L'image de Claude Puel n'a pas toujours été très positive en France, c'est le moins que l'on puisse dire. Lorsqu'il entraînait le LOSC, avec qui il s'est tout de même qualifié pour la Champions League, on lui reprochait d'être l'entraîneur le plus défensif et restrictif du championnat, mais on lui trouvait au moins l'excuse de faire avec les moyens du bord. Mais c'est surtout son passage sur le banc de l'OL qui a laissé des traces dans les esprits. Malgré des résultats satisfaisants, Puel dût faire face aux critiques récurrentes et au désamour profond du public de Gerland, qui réclamait régulièrement sa démission. Guère soutenu par Lacombe et Aulas, il fut viré comme le dernier des malpropres et sans indemnités, malgré le procès qu'il intenta au club. C'est un homme blessé qui a quitté Lyon, un homme dont on ne peut remettre en cause ni le professionnalisme, ni l'implication ni la compétence et qui a eu l'impression à juste titre de raquer la note pour tout le monde.

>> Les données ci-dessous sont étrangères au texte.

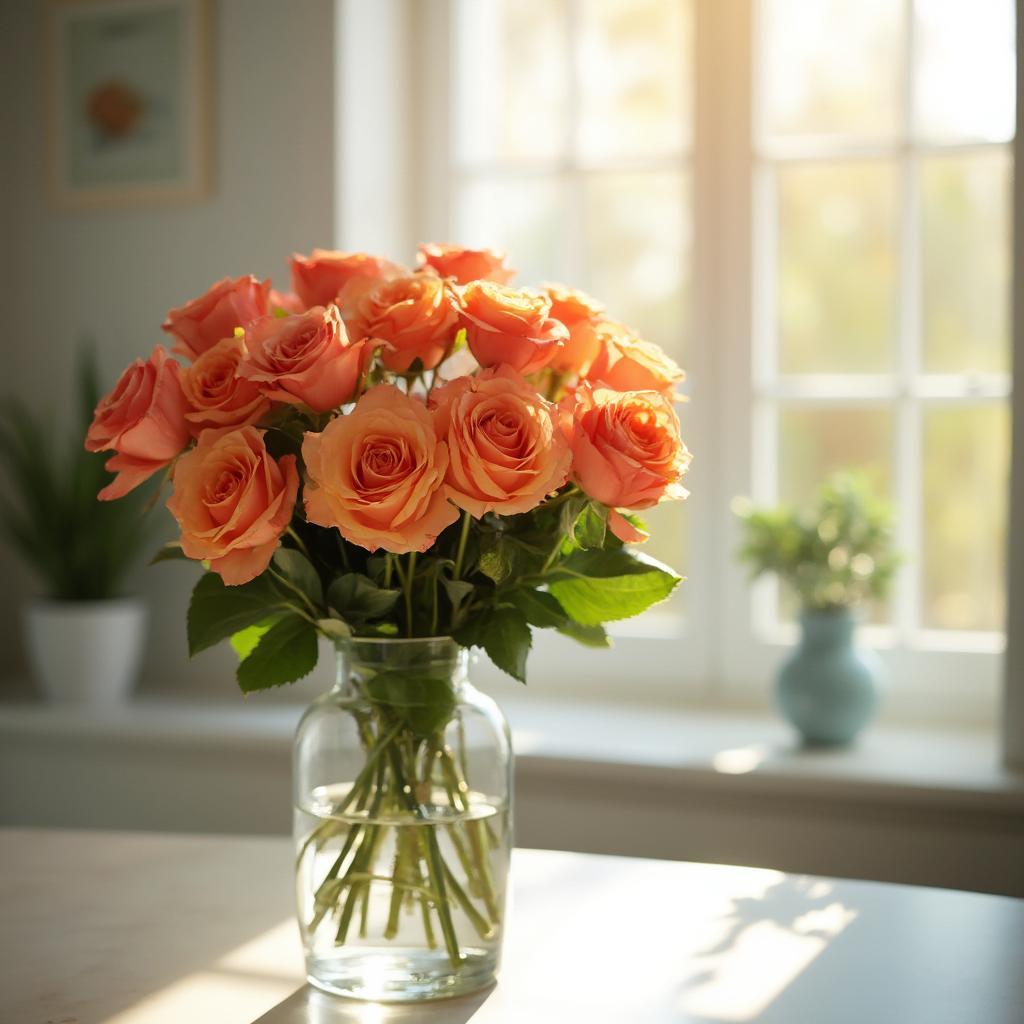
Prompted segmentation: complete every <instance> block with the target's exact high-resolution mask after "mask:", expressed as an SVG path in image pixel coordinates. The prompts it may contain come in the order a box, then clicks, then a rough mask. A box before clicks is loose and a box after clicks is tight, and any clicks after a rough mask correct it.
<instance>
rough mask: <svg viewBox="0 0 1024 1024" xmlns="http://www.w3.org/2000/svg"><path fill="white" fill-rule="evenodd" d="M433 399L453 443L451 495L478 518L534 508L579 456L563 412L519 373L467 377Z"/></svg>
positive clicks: (436, 415)
mask: <svg viewBox="0 0 1024 1024" xmlns="http://www.w3.org/2000/svg"><path fill="white" fill-rule="evenodd" d="M430 404H431V406H432V407H433V408H434V410H435V413H434V425H435V427H436V430H437V436H438V437H440V438H441V439H442V440H444V441H446V442H447V449H449V460H450V461H449V468H447V474H446V476H445V478H444V481H445V489H446V492H447V496H449V498H451V499H452V501H453V502H455V504H456V505H458V506H459V508H461V509H465V510H466V511H467V512H469V513H471V514H472V515H473V516H475V517H476V518H479V517H480V516H482V515H483V514H484V513H486V512H498V513H499V514H500V515H514V514H515V513H517V512H528V511H529V510H530V509H532V508H536V507H537V506H538V505H540V504H541V502H543V501H544V499H545V498H546V497H547V496H548V495H550V494H551V493H552V492H554V490H557V489H558V488H559V487H560V486H561V485H562V484H563V483H564V482H565V477H566V475H567V474H568V468H569V461H570V458H571V456H570V452H569V446H568V441H567V440H566V438H565V434H564V433H563V432H562V430H561V429H560V427H559V424H558V419H557V418H558V409H557V407H555V406H553V404H552V403H551V402H549V401H545V399H544V398H543V397H541V395H539V394H538V393H537V391H536V390H535V389H534V388H531V387H530V386H529V385H528V384H527V383H526V382H525V381H524V380H523V379H522V378H521V377H520V376H519V375H518V374H517V373H516V372H515V371H514V370H511V369H509V368H508V367H499V368H497V369H494V370H484V371H483V372H482V373H481V374H479V375H478V376H476V377H460V378H458V379H457V380H454V381H452V382H451V383H449V384H445V385H444V386H443V387H440V388H438V389H436V390H435V391H434V392H433V394H432V395H431V399H430Z"/></svg>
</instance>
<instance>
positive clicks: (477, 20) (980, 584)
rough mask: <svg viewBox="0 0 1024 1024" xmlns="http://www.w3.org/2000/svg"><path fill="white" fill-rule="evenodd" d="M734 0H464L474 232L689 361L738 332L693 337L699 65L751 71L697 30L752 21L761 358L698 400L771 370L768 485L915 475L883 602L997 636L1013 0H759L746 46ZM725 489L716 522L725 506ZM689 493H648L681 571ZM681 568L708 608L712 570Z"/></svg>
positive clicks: (709, 472)
mask: <svg viewBox="0 0 1024 1024" xmlns="http://www.w3.org/2000/svg"><path fill="white" fill-rule="evenodd" d="M713 2H714V0H456V2H455V3H454V4H453V5H452V8H451V9H452V11H453V15H452V16H453V18H454V23H453V26H452V29H453V31H452V46H453V52H452V66H451V67H452V71H451V74H452V79H451V82H450V88H451V95H452V105H451V112H450V115H451V125H452V130H453V137H452V141H451V145H452V159H451V171H452V174H451V180H452V182H453V184H452V191H451V195H450V215H449V226H450V233H451V237H452V239H454V240H459V241H460V243H462V244H466V245H497V246H502V247H504V248H506V249H508V251H509V253H510V255H511V258H512V261H513V263H514V264H515V265H517V266H518V267H519V269H520V274H519V279H518V280H519V281H520V282H522V283H524V284H540V283H541V282H546V281H560V282H564V283H567V284H570V285H573V286H578V287H583V288H585V289H587V290H588V291H591V292H592V293H593V294H594V295H596V296H597V297H599V298H600V299H601V300H603V301H604V302H605V303H606V304H607V306H608V309H609V312H610V313H611V314H612V315H614V316H615V317H616V318H620V319H623V321H625V322H626V323H628V324H630V325H632V326H633V327H635V328H637V329H638V330H640V331H641V332H642V333H644V334H645V335H646V336H647V337H649V338H650V339H651V340H653V341H655V342H657V343H658V344H660V345H663V346H664V347H665V348H666V349H667V350H668V351H670V352H671V353H672V354H673V355H674V356H675V357H676V359H677V360H678V361H679V362H680V364H681V365H682V366H684V367H689V366H691V364H693V362H695V361H696V358H695V356H696V354H697V353H696V348H697V346H702V345H714V344H717V343H718V339H716V338H709V337H694V334H695V330H694V324H695V323H696V322H697V317H696V316H695V308H696V306H697V305H698V303H699V301H700V298H701V297H699V296H697V295H696V294H695V286H694V266H695V265H696V263H697V260H698V259H700V258H705V256H706V254H707V253H708V252H709V248H708V244H709V240H708V239H707V238H703V237H697V234H696V230H695V225H696V224H698V223H699V224H702V225H703V227H705V229H706V230H712V231H713V230H714V229H715V228H716V227H717V226H718V225H717V224H716V223H715V216H714V215H712V216H710V217H709V216H705V217H703V219H701V217H700V216H699V215H698V211H697V210H696V207H695V198H694V197H695V191H694V188H695V185H696V186H697V187H699V185H700V183H699V181H697V180H696V173H697V168H699V167H700V166H701V164H700V160H699V154H698V153H697V146H698V145H699V144H701V139H702V138H705V136H702V135H700V134H699V132H698V131H697V128H696V124H697V110H698V108H699V109H700V110H703V111H705V112H706V121H705V124H706V127H705V129H703V130H707V124H713V122H714V119H715V118H714V116H715V114H716V106H715V103H716V102H717V101H718V100H717V97H716V96H705V95H702V94H701V95H698V87H697V82H698V80H699V81H700V83H701V86H700V87H701V88H707V87H708V84H709V82H711V83H714V82H715V81H716V79H715V78H714V75H715V74H718V75H720V76H725V75H732V74H734V69H730V68H729V67H727V62H725V63H723V65H722V67H721V68H720V69H719V70H718V71H716V72H714V73H713V75H712V77H709V76H708V75H707V74H703V75H698V63H699V60H698V54H699V53H700V52H701V47H705V46H710V47H712V48H713V49H714V50H715V52H716V53H717V56H718V58H719V60H720V61H721V60H722V57H723V54H725V55H726V56H728V55H730V53H731V49H730V48H733V47H734V51H735V58H736V59H739V60H742V61H749V65H750V67H749V69H748V71H749V75H750V103H751V112H752V113H751V119H750V120H751V131H752V138H751V140H750V142H751V144H750V157H751V175H750V179H749V180H746V181H745V187H746V188H748V190H749V191H750V190H751V189H753V195H754V196H755V201H754V210H753V213H752V223H753V230H752V233H753V239H752V240H751V242H752V244H753V256H752V260H751V263H752V266H753V276H754V280H753V281H751V282H748V281H743V282H741V283H740V284H739V285H738V286H737V287H741V288H742V289H749V290H750V293H751V294H752V295H753V297H754V298H753V307H752V329H751V339H750V344H751V352H750V353H746V354H748V355H749V358H748V359H746V362H745V366H748V368H750V371H749V379H746V380H735V379H732V380H728V379H726V380H721V379H719V380H716V381H713V384H712V387H713V391H712V393H707V392H702V391H701V390H700V388H699V387H698V388H697V389H696V391H695V393H694V404H696V403H698V402H716V401H720V400H724V399H723V396H722V395H721V394H719V393H715V392H714V388H718V389H723V388H731V389H742V391H743V393H744V394H751V395H752V400H753V409H754V412H753V414H752V417H751V437H752V443H751V446H750V456H749V465H748V467H746V471H748V482H746V488H748V493H751V494H752V497H753V498H754V499H755V500H756V501H758V502H772V501H778V500H782V501H793V502H802V501H805V500H807V499H808V498H809V497H810V496H811V495H812V494H813V493H814V490H815V489H816V487H817V485H818V484H819V483H820V481H821V480H822V479H823V478H824V477H825V476H827V475H828V474H829V473H830V472H833V471H834V470H837V469H841V468H852V469H859V470H861V471H863V472H864V473H866V475H867V476H868V478H869V479H870V480H871V481H872V482H873V484H874V485H876V486H877V488H878V489H879V490H880V492H881V493H882V494H884V495H887V496H888V497H889V498H891V500H892V501H893V502H894V504H895V506H896V508H897V516H898V528H899V543H900V546H901V548H902V550H903V551H904V553H905V555H906V563H905V565H904V567H903V568H902V569H901V570H900V573H899V579H898V582H897V586H896V588H895V591H894V594H893V596H892V597H891V599H890V600H889V601H888V602H887V604H886V606H885V607H879V608H876V609H872V612H871V618H872V621H873V622H876V623H878V624H880V625H883V626H888V627H893V628H895V633H896V634H897V635H899V636H903V637H906V636H909V635H911V634H912V635H916V636H918V637H923V636H927V635H930V634H931V635H937V633H938V632H941V633H942V634H943V635H944V636H946V637H951V636H953V635H954V634H955V635H965V636H966V635H967V634H969V633H970V634H974V635H975V639H977V638H978V637H989V638H990V640H991V642H992V644H997V643H998V642H999V635H1000V634H1001V632H1002V630H1004V617H1005V601H1006V597H1005V589H1006V587H1005V580H1004V545H1005V537H1006V531H1007V521H1006V520H1007V488H1008V473H1009V436H1010V410H1009V400H1008V398H1009V390H1010V379H1009V371H1010V366H1009V361H1010V276H1011V262H1010V260H1011V254H1010V231H1011V219H1012V218H1011V175H1012V169H1013V165H1012V156H1011V152H1010V145H1011V142H1012V139H1013V133H1014V124H1015V110H1014V92H1015V74H1016V70H1015V55H1014V10H1013V3H1012V2H1011V0H981V2H972V0H858V2H857V3H851V2H849V0H815V2H814V3H810V2H808V0H752V3H751V5H750V10H751V14H750V15H749V20H746V17H748V15H745V14H744V15H742V16H741V17H742V24H741V26H740V28H741V29H742V32H743V33H745V32H746V30H749V34H750V46H749V47H748V46H746V44H745V41H744V40H741V39H740V38H739V36H740V35H741V33H739V32H737V33H736V38H730V37H728V36H727V35H725V36H723V34H722V33H721V32H720V33H719V35H718V37H717V38H716V39H714V40H711V41H709V40H707V39H706V38H705V37H702V36H701V31H702V26H705V25H706V24H707V23H708V20H710V19H709V18H707V17H706V16H703V15H706V14H707V11H708V8H709V4H711V3H713ZM711 91H714V90H711ZM708 111H710V112H711V116H710V117H708V116H707V112H708ZM730 180H731V179H730ZM737 180H740V181H741V183H742V179H737ZM699 195H701V196H703V195H706V193H705V191H700V193H699ZM726 199H728V197H726ZM739 201H740V198H739V197H737V198H736V202H737V203H739ZM720 205H721V204H720ZM724 205H725V206H726V207H727V206H728V203H726V204H724ZM709 224H710V228H709V226H708V225H709ZM690 415H691V414H690V410H689V408H688V407H683V409H682V410H681V419H682V422H683V426H684V436H686V435H687V426H688V422H689V417H690ZM700 440H701V446H700V447H697V449H696V461H695V467H696V466H699V465H701V464H703V465H705V466H707V467H708V469H707V471H706V472H709V473H711V472H714V468H715V467H716V466H717V465H718V464H719V462H720V461H721V460H722V459H723V458H731V456H730V455H728V454H725V455H723V452H720V451H719V449H718V447H717V445H719V444H722V445H725V444H730V443H732V442H731V440H730V439H729V438H723V437H708V436H701V438H700ZM694 446H695V445H694ZM766 466H767V467H769V471H768V472H765V471H763V467H766ZM757 467H762V470H761V471H758V470H757ZM737 489H741V488H738V487H737ZM729 497H731V496H722V498H723V501H722V503H721V504H722V508H720V509H711V510H708V511H707V512H706V514H705V521H712V520H715V519H716V518H724V517H727V516H728V508H727V502H728V498H729ZM701 500H705V498H702V497H701V496H699V495H696V494H695V495H694V498H693V499H691V502H693V503H694V504H695V503H696V502H699V501H701ZM691 518H692V515H691V509H690V508H687V506H686V505H678V504H676V505H672V506H667V507H665V508H662V509H657V510H656V511H655V512H654V513H653V514H652V515H650V516H649V519H650V520H651V524H652V526H653V527H654V540H653V542H652V544H651V549H650V550H651V553H652V554H653V555H654V556H655V557H658V558H662V559H664V560H666V561H668V562H670V563H673V564H676V565H679V566H681V567H682V568H683V570H684V572H685V571H688V569H689V566H690V565H691V564H693V559H694V556H695V555H696V554H697V552H696V551H695V550H694V549H695V539H694V536H693V535H694V531H693V530H692V529H691V528H690V525H689V524H690V520H691ZM715 536H716V538H721V539H724V538H725V537H726V532H725V531H724V530H720V531H718V532H717V534H716V535H715ZM721 546H722V547H723V548H724V547H725V541H724V540H722V543H721ZM720 554H721V558H720V560H719V562H718V563H717V564H719V565H725V562H726V555H725V553H720ZM728 554H729V556H730V557H731V552H729V553H728ZM705 564H706V565H707V563H705ZM681 590H682V595H681V597H680V598H679V599H678V603H677V604H676V605H675V606H674V607H673V608H672V611H673V613H674V614H676V615H677V616H681V617H683V618H685V617H686V615H687V614H688V613H689V612H690V610H692V609H691V608H690V607H689V606H688V602H694V601H699V602H705V601H706V593H707V592H706V591H705V590H702V589H701V584H700V581H694V582H693V583H692V585H691V584H688V585H687V586H686V587H684V588H681ZM759 600H760V604H757V602H756V604H757V607H759V608H760V611H758V612H757V614H756V617H757V616H760V620H761V621H762V622H763V623H767V624H768V626H772V625H777V624H778V623H780V622H785V621H787V620H788V618H791V617H792V603H790V602H787V601H786V599H785V596H784V595H778V594H777V592H775V591H772V592H771V593H770V594H768V593H762V595H761V599H759ZM719 610H721V609H719ZM756 610H757V609H756Z"/></svg>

Sa réussite à Nice a tout bouleversé. Pourtant, lui, comme Julio, n'a pas changé. Il est resté l'entraîneur de terrain à l'ancienne qui mène le train en short devant ses hommes pendant les joggings. Les valeurs de cet ancien besogneux du milieu sont toujours restées les mêmes: travail, rigueur, respect du collectif, sérieux, humilité. Ce que Puel a démontré avec évidence et brio à Nice, c'est qu'il n'avait pas de chapelle ni de dogme, qu'il n'était pas un sombre fossoyeur du jeu comme on pouvait le penser, mais qu'il savait simplement (façon de parler) utiliser au mieux les joueurs à sa disposition. Avec les Aiglons, il n'a fait que créer le système qui convenait le mieux aux qualités des Seri, Mendy, Koziello, Ben Arfa et Germain. Résultat: l'OGCN fut l'équipe de Ligue 1 (hors PSG) la plus agréable à voir évoluer la saison dernière. Toute l'année, l'équipe a proposé un jeu chatoyant et lumineux, un football éminemment moderne, porté par une exigence technique de très haut niveau. D'aucuns y ont vu une révolution idéologique chez Puel. Que nenni. Le bonhomme a remarquablement analysé les forces et le potentiel de son groupe, identifié les individualités sur lesquelles il pourrait s'appuyer et fait en sorte de mettre tout son monde dans les meilleures dispositions: un boulot admirable d'intelligence et de finesse.
Il n'est pas surprenant que Southampton ait fait confiance à Puel pour succéder à Koeman, même si ce choix a dû en surprendre plus d'un. Le SFC est un club à taille humaine où il pourra appliquer sereinement ses principes et où on ne lui mettra pas de bâtons dans les roues. Autant que la perspective d'entraîner en Premier League, c'est la possibilité de reconstruire en partant quasiment de zéro qui a probablement séduit Puel, qui a l'âme d'un bâtisseur. A Lille, on l'a laissé travailler sur la durée, avec le succès que l'on sait. A Nice, on lui a également confié les clés de la maison, et les résultats ont suivi. Il n'y a finalement qu'à Lyon que le contexte ne lui a pas permis de former et lancer un projet à long terme, d'où le mariage raté et le divorce douloureux. A la tête des Saints, il va devoir gérer une équipe qui a perdu Lovren (un moindre mal), Lallana, Schneiderlin, Mané, Wanyama et Pellé en l'espace de quelques mois: un défi qui n'a pas effrayé le monsieur, toujours prêt à se retrousser les manches et mettre les mains dans le cambouis.